Rose Gold found its status in fashionable early European society in the nineteenth century, being worn to adorn large gemstones, and to mix with other hues of precious gold. The Rose Gold alloy utilises the rich yellow of gold and the reddish hue of copper to produce its warm tones. Rose Gold is created by adding larger proportion of copper than silver in the refining process.  It is truly one of the prettiest coloured metals we use in the jewellery industry and is best appreciated in 9ct.


Platinum is the rarest, and most valuable of all the precious metals. It has inspired legendary fashion icons. Only a small amount of Platinum is produced each year, which enhances its rarity. Platinum jewellery contains more fine metal than most other jewellery, being at least 95% pure. It has about 5% of other rare metals added to make it into a workable metal and a better wearing metal. Platinum is normally stamped 950 or ‘Plat’. Its rich purity makes Platinum hypoallergenic, and its natural white colour will not tarnish or lose its lustre.

One of the strongest metals used in jewellery, platinum will endure through all uses. It will resist wear even after a lifetime of use and is Platinum is ideal for making the collet or the setting that holds your Diamond.

Platinum 600

The Platinum 600 range is new to the Australian market and is a good alternative to white gold for customers looking for a harder wearing & maintenance friendly metal option. Platinum 600 is an alloy of 60% Platinum 40% alloy. Platinum 600 measures harder on the international Vickers scale then 9ct, 18ct gold & Platinum 950. Due to its hardness platinum 600 is very resistant to scratching and general wear and tear. Being an alloy of platinum is naturally a white metal (no rhodium plating required).


Palladium is rich in lustre and has a slightly warmer shade of white to its sister Platinum.

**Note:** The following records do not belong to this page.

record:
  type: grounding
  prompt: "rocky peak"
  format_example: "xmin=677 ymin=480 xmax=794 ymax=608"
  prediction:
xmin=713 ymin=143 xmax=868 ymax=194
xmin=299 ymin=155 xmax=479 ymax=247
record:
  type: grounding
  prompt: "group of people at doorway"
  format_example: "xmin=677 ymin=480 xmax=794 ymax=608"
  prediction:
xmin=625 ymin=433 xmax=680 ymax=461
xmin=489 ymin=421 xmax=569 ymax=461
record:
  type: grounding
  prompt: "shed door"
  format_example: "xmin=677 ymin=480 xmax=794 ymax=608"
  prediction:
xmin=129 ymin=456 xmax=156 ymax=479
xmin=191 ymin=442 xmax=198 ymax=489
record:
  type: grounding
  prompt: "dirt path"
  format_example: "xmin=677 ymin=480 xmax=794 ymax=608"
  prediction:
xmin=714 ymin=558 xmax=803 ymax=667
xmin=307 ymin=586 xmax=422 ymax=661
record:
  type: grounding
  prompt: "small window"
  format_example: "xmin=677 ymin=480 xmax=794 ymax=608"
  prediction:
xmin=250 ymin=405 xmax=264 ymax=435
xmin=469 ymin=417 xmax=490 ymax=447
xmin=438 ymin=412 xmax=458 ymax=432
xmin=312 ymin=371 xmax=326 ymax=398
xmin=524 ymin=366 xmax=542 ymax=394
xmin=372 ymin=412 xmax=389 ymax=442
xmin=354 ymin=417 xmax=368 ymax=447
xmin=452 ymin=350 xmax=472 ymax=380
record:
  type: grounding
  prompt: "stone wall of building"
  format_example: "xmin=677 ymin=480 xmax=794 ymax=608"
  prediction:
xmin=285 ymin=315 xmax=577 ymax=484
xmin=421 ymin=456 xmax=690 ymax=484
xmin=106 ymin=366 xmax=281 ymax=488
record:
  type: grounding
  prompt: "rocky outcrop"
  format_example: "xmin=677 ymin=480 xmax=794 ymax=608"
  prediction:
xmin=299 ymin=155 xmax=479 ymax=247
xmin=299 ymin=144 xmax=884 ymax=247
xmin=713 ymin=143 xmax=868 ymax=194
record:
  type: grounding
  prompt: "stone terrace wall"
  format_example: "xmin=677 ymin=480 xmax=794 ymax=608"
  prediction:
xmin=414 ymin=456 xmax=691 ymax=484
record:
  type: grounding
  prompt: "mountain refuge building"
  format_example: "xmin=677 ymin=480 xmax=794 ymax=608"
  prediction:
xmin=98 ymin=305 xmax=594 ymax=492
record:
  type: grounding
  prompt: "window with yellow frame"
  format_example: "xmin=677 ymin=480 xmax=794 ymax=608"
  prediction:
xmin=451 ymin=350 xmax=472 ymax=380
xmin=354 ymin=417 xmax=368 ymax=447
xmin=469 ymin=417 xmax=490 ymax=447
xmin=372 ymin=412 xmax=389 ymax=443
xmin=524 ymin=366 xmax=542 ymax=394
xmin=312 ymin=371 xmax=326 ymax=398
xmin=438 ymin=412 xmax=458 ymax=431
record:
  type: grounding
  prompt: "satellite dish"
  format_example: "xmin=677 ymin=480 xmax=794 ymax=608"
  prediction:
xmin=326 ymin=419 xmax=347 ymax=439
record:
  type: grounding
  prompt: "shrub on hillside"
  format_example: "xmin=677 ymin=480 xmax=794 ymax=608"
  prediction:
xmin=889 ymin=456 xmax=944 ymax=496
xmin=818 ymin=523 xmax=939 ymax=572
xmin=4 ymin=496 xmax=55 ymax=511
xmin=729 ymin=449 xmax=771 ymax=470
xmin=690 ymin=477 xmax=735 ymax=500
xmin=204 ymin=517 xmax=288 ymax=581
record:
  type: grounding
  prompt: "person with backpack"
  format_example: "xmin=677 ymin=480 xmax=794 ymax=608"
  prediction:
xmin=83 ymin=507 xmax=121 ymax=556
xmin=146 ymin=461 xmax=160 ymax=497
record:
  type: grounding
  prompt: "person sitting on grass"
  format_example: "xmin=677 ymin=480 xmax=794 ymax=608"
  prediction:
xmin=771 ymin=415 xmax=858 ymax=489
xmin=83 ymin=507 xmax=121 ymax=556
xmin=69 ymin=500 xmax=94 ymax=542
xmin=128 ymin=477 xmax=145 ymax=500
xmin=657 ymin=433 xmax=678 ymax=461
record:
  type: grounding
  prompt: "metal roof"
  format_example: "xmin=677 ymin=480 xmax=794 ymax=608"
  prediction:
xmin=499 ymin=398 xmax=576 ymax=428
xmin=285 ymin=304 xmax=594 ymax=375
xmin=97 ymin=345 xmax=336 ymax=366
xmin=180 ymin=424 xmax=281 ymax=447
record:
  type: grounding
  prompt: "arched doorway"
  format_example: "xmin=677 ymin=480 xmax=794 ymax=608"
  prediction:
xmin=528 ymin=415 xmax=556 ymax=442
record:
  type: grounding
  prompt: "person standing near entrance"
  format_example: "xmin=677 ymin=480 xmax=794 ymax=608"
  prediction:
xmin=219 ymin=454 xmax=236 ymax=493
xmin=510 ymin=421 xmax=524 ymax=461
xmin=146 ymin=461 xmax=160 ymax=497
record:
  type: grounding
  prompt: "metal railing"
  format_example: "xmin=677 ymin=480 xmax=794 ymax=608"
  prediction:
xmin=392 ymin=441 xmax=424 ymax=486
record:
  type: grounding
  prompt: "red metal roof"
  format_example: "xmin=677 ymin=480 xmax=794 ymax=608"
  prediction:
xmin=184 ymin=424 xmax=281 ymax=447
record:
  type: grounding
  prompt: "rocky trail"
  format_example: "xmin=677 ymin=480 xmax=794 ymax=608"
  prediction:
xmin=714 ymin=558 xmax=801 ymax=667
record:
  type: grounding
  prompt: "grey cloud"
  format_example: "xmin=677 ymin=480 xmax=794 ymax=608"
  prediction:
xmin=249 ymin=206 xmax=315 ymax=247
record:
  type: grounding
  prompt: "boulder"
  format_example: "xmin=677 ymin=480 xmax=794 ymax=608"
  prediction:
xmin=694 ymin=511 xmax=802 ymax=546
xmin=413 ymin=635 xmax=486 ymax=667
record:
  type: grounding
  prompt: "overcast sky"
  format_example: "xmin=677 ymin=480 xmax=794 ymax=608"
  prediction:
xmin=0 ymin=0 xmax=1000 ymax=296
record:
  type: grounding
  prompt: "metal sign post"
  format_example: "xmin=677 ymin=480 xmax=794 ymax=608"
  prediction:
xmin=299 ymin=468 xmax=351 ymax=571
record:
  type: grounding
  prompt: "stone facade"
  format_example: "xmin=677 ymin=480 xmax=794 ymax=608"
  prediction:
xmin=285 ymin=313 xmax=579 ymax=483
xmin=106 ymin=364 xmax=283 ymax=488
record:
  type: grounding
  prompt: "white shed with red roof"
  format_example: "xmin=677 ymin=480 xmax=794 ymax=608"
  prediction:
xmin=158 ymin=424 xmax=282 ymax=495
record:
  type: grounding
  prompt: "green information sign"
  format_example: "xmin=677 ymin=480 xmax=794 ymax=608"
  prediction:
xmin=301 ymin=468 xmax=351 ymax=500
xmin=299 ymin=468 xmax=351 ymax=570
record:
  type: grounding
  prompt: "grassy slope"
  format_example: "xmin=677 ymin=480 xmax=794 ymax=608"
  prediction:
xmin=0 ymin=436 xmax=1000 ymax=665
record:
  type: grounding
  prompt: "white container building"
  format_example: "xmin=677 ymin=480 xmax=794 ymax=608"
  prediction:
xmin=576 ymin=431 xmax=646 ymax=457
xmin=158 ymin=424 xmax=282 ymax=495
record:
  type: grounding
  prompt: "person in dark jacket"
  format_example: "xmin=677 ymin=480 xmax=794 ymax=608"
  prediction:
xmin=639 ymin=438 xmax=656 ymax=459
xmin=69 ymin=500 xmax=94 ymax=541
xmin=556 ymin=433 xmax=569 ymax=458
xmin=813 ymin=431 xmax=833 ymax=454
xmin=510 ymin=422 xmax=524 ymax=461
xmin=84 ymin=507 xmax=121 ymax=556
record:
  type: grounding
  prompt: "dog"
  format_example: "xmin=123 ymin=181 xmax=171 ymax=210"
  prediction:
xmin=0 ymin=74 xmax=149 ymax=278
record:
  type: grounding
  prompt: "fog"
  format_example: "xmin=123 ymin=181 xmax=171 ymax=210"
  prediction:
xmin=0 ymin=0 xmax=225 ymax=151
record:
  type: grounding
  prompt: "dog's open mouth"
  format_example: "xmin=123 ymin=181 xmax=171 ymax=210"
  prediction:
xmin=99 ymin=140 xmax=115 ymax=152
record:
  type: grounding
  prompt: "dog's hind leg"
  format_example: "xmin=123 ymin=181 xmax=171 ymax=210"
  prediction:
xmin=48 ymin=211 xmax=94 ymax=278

This rare white metal has been found among early Egyptian artifacts, but it is only in the last few years that it has rapidly gained recognition as a vibrant addition to use in finished jewellery. As strong and as naturally white as Platinum; Palladium is durable and will last forever. Palladium, although very similar to Platinum, has differing characteristics making it a unique and naturally stunning precious metal. Palladium is 95% pure and is stamped 950 or Pall.

Sterling Silver

Silver is the brightest reflector of any precious metal (except liquid mercury) and can be polished to an unmatched sheen. Silver used in jewellery is usually alloyed with copper to make sterling silver. Sterling silver is 92.5% pure and accordingly stamped 925. For centuries Sterling Silver has been used in jewellery and domestic utensils as a form of embellishment and due to its malleability, it was perfect for ornamental purposes. Like Gold, Silver has been used as a form of monetary exchange and was seen as a sacred metal in ancient times. Silver’s popularity has not wavered, its bright, naturally white colour and flexibility to form many shapes has ensured its perennial attractiveness.

Other Materials


Titanium is commonly known as an industrial grade material and has many commercial uses. Titanium in jewellery is used in almost pure form and as such is hypo-allergenic and naturally a grey colour. Titanium is also corrosion resistant, light weight, strong & has a high impact toughness.